In the meantime, decision makers at CARB will continue considering hydrogen combustion one engine at a time.
“Hydrogen combustion vehicles are novel, still emit combustion by-products, and face a range of durability and performance questions, among other policy matters,” CARB Executive Officer Craig Segall told CCJ. “There is an acute need to move towards true zero emission vehicles, though CARB would carefully evaluate any hydrogen combustion vehicles.”
CARB does have a history of extending compliance to some hydrogen engines, though it didn’t exactly go as planned.

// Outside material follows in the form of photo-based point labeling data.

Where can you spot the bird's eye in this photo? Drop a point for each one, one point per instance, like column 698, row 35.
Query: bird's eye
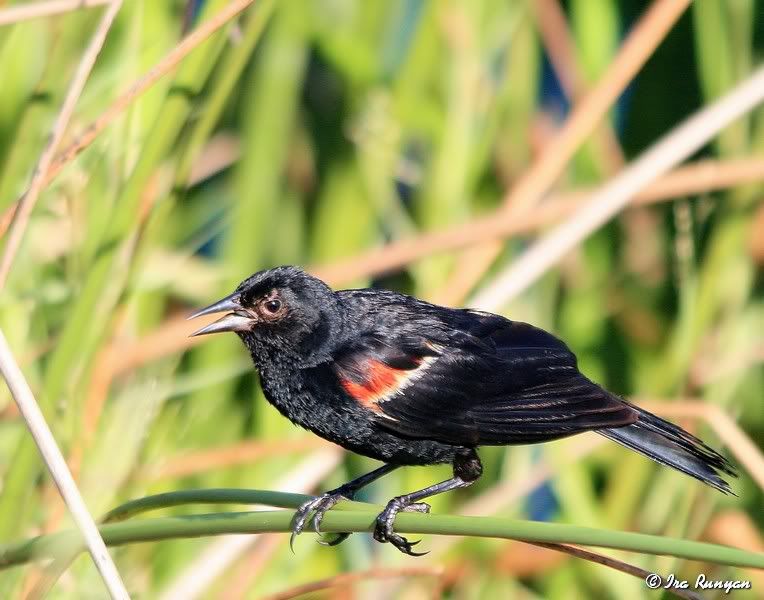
column 272, row 306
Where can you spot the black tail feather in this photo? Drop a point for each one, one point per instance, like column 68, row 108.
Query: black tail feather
column 672, row 446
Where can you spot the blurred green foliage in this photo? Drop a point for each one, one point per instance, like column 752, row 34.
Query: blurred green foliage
column 311, row 131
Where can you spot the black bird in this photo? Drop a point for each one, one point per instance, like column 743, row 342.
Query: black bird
column 410, row 383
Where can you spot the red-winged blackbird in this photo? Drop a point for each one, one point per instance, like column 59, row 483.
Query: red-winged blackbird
column 410, row 383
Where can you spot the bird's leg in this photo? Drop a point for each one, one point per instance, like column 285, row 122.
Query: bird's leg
column 321, row 504
column 467, row 470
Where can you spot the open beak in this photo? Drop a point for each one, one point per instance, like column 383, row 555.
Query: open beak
column 236, row 320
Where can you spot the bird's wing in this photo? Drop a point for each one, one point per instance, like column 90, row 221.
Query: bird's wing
column 496, row 382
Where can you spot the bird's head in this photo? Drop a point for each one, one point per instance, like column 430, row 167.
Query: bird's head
column 280, row 313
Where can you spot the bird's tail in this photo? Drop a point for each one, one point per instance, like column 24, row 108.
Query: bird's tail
column 672, row 446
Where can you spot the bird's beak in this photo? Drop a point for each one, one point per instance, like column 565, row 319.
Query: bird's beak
column 236, row 320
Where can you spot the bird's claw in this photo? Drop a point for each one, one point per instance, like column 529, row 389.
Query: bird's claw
column 317, row 507
column 383, row 529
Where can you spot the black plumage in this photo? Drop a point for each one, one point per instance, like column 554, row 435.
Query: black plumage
column 411, row 383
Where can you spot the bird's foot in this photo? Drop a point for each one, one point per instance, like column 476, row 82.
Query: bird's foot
column 383, row 529
column 313, row 511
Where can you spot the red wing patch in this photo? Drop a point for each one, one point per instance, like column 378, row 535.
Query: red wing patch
column 380, row 382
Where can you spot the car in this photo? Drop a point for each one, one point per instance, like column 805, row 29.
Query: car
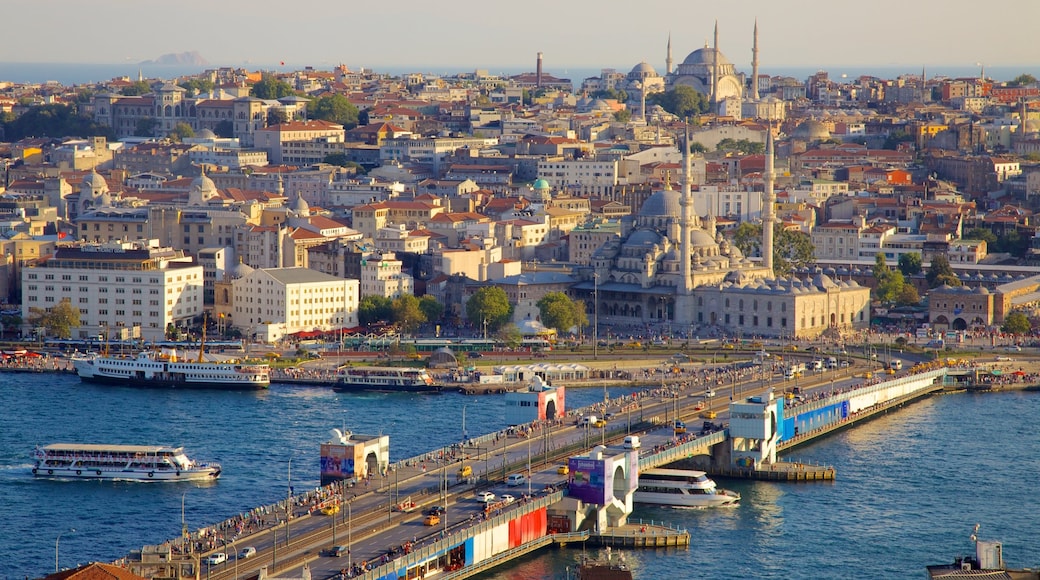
column 335, row 551
column 216, row 558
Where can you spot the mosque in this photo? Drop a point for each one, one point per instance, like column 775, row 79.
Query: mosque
column 673, row 269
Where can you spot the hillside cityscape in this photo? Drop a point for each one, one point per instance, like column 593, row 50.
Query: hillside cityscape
column 701, row 198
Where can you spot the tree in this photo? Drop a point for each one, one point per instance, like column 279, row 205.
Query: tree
column 335, row 108
column 431, row 308
column 489, row 304
column 681, row 101
column 560, row 312
column 910, row 263
column 276, row 116
column 146, row 127
column 940, row 272
column 374, row 309
column 58, row 320
column 1016, row 323
column 270, row 87
column 136, row 88
column 182, row 131
column 225, row 128
column 407, row 314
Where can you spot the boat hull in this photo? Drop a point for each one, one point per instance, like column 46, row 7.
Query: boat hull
column 161, row 384
column 202, row 474
column 344, row 387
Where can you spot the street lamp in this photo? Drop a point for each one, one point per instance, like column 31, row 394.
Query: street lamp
column 56, row 539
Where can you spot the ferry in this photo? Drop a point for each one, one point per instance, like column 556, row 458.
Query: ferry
column 134, row 463
column 681, row 488
column 163, row 368
column 385, row 378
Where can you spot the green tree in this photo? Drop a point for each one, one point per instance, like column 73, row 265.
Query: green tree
column 182, row 131
column 681, row 101
column 489, row 304
column 146, row 127
column 1016, row 323
column 433, row 310
column 374, row 309
column 407, row 313
column 136, row 88
column 270, row 87
column 335, row 108
column 941, row 272
column 560, row 312
column 276, row 116
column 910, row 263
column 225, row 128
column 57, row 320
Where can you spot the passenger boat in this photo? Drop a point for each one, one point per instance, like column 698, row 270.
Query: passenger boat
column 384, row 378
column 135, row 463
column 165, row 369
column 681, row 488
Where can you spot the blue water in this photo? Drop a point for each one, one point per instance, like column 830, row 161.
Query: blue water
column 910, row 488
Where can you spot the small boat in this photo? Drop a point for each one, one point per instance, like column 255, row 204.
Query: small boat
column 681, row 488
column 135, row 463
column 385, row 378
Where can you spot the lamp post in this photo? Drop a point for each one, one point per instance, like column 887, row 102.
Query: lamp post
column 56, row 539
column 595, row 315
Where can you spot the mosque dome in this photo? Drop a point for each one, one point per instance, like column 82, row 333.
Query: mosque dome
column 664, row 203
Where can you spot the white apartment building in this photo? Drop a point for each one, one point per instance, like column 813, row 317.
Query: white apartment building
column 579, row 177
column 382, row 275
column 118, row 285
column 274, row 302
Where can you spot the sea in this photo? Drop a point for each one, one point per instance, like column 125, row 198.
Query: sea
column 911, row 485
column 71, row 73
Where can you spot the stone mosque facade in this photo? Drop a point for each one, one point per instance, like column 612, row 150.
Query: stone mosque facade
column 673, row 269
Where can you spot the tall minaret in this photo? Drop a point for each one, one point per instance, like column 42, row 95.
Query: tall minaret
column 769, row 202
column 715, row 73
column 686, row 203
column 754, row 66
column 668, row 59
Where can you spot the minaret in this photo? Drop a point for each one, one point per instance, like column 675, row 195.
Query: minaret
column 754, row 64
column 686, row 203
column 668, row 59
column 769, row 203
column 715, row 73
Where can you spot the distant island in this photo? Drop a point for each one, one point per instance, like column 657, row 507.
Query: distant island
column 191, row 57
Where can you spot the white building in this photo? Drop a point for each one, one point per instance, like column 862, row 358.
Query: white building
column 118, row 285
column 273, row 302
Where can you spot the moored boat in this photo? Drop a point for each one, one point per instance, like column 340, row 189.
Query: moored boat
column 385, row 378
column 137, row 463
column 681, row 488
column 164, row 369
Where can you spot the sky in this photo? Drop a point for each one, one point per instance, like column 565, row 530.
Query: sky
column 497, row 35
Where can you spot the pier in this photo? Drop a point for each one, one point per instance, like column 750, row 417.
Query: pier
column 471, row 535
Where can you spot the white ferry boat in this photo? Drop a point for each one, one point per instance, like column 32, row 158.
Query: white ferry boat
column 681, row 488
column 137, row 463
column 384, row 378
column 164, row 369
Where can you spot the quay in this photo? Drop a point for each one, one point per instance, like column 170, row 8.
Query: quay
column 552, row 507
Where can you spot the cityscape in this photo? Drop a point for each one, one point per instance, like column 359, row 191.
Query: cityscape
column 690, row 227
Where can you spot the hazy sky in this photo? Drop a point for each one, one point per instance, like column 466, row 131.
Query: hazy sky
column 493, row 34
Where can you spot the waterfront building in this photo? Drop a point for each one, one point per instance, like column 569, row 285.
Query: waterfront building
column 118, row 284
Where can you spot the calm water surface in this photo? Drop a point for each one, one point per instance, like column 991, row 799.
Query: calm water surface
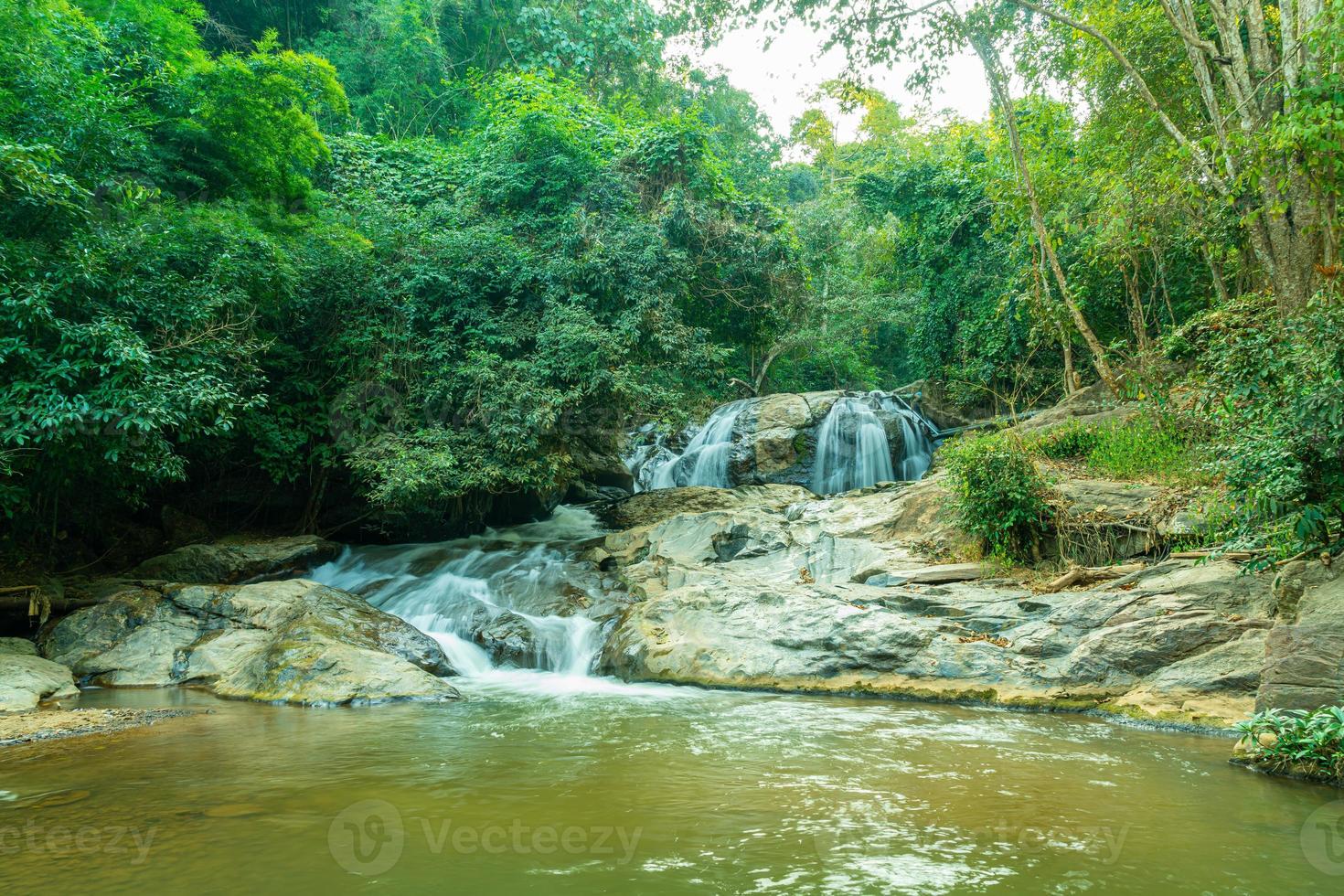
column 546, row 784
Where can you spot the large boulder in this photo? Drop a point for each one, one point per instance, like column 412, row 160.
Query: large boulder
column 826, row 595
column 294, row 643
column 243, row 560
column 648, row 508
column 1304, row 657
column 27, row 680
column 1090, row 404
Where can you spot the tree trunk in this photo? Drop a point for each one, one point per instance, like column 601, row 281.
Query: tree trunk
column 998, row 91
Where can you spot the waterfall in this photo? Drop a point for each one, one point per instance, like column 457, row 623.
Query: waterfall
column 917, row 438
column 852, row 449
column 706, row 457
column 454, row 592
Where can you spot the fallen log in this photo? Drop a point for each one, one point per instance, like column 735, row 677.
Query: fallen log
column 1200, row 555
column 1086, row 575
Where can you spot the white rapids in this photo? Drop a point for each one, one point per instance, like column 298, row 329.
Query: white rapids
column 526, row 574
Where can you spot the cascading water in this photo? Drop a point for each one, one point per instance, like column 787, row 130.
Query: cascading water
column 852, row 449
column 522, row 578
column 648, row 453
column 917, row 438
column 706, row 457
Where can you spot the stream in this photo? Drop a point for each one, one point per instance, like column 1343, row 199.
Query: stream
column 549, row 778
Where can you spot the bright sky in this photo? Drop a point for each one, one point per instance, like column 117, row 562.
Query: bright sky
column 785, row 77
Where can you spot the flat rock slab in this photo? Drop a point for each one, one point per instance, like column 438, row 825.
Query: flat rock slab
column 56, row 724
column 27, row 680
column 943, row 574
column 234, row 561
column 296, row 643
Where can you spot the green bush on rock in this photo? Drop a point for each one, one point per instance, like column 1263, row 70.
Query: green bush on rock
column 1000, row 496
column 1296, row 741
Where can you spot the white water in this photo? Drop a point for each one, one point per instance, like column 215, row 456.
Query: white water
column 852, row 449
column 917, row 438
column 706, row 458
column 454, row 590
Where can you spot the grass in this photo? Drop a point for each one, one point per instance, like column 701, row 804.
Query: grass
column 1143, row 448
column 1297, row 741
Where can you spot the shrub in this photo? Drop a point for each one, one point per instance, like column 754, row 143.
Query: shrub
column 1067, row 441
column 1273, row 394
column 1309, row 743
column 1000, row 496
column 1143, row 448
column 1146, row 446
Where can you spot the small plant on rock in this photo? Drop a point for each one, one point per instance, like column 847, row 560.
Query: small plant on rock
column 1000, row 496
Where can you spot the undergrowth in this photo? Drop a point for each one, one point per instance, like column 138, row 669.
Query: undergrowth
column 1296, row 741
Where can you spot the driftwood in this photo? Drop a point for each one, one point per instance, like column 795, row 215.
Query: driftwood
column 1086, row 575
column 1200, row 555
column 33, row 602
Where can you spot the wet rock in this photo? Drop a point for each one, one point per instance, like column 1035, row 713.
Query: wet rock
column 754, row 597
column 509, row 638
column 648, row 508
column 17, row 645
column 233, row 561
column 27, row 680
column 1090, row 404
column 279, row 643
column 1304, row 656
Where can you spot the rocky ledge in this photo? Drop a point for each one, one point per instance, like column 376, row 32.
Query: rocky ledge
column 58, row 724
column 837, row 595
column 27, row 680
column 294, row 643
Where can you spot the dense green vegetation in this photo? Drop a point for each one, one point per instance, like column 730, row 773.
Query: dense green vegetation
column 1297, row 741
column 411, row 265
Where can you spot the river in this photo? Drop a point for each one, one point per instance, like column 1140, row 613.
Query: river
column 560, row 781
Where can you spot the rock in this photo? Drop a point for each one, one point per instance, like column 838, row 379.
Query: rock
column 929, row 400
column 582, row 492
column 509, row 638
column 1304, row 656
column 234, row 561
column 761, row 597
column 1093, row 404
column 27, row 680
column 648, row 508
column 20, row 646
column 292, row 641
column 940, row 574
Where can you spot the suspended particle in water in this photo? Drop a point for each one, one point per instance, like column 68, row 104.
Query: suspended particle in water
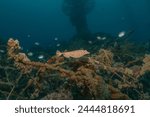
column 30, row 54
column 121, row 34
column 58, row 45
column 41, row 57
column 37, row 43
column 90, row 42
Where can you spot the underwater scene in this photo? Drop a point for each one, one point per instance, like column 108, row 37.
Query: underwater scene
column 74, row 49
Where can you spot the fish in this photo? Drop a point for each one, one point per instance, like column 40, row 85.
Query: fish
column 73, row 54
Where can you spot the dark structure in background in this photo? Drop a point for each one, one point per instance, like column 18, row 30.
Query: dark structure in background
column 77, row 11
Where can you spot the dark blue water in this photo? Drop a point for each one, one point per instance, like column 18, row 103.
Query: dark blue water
column 42, row 20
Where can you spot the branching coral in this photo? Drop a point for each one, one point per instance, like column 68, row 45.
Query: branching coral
column 146, row 65
column 97, row 76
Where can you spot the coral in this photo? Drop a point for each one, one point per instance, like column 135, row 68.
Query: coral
column 146, row 65
column 96, row 76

“In prior light-duty ZEV regulations, we have allowed internal combustion engine H2 fueled vehicles to earn credits towards compliance, but they were still not counted as actual ZEVs,” Larios explained.
“Our rationale was that a population of such vehicles would be able to run on a more renewable fuel (assuming a future where H2 is produced through a better process to be considered renewable/clean energy) and that they could bolster the demand for H2 infrastructure along with fuel cell electric vehicles,” Larios continued. “No manufacturer ever really used these provisions.”
Cummins, which announced its membership in the Hydrogen Engine Alliance last week, is making its journey to zero emissions by 2050 with a variety of powertrains which in addition to hydrogen ICE include fuel cell, all-electric, propane, natural gas and gasoline.
“Cummins has a long history of working with regulators — which in the U.S. includes the EPA and CARB — to help develop tough, clear and enforceable standards that lead to a cleaner, healthier and safer environment,” said Katie Zarich, Cummins director of on-highway communications. “With respect to hydrogen ICE, we continue to share our perspective regarding how this practical zero-carbon technology can help accelerate the adoption of zero greenhouse gas emissions solutions in fleets, which find the familiarity and relative affordability of Hydrogen internal combustion engines very appealing."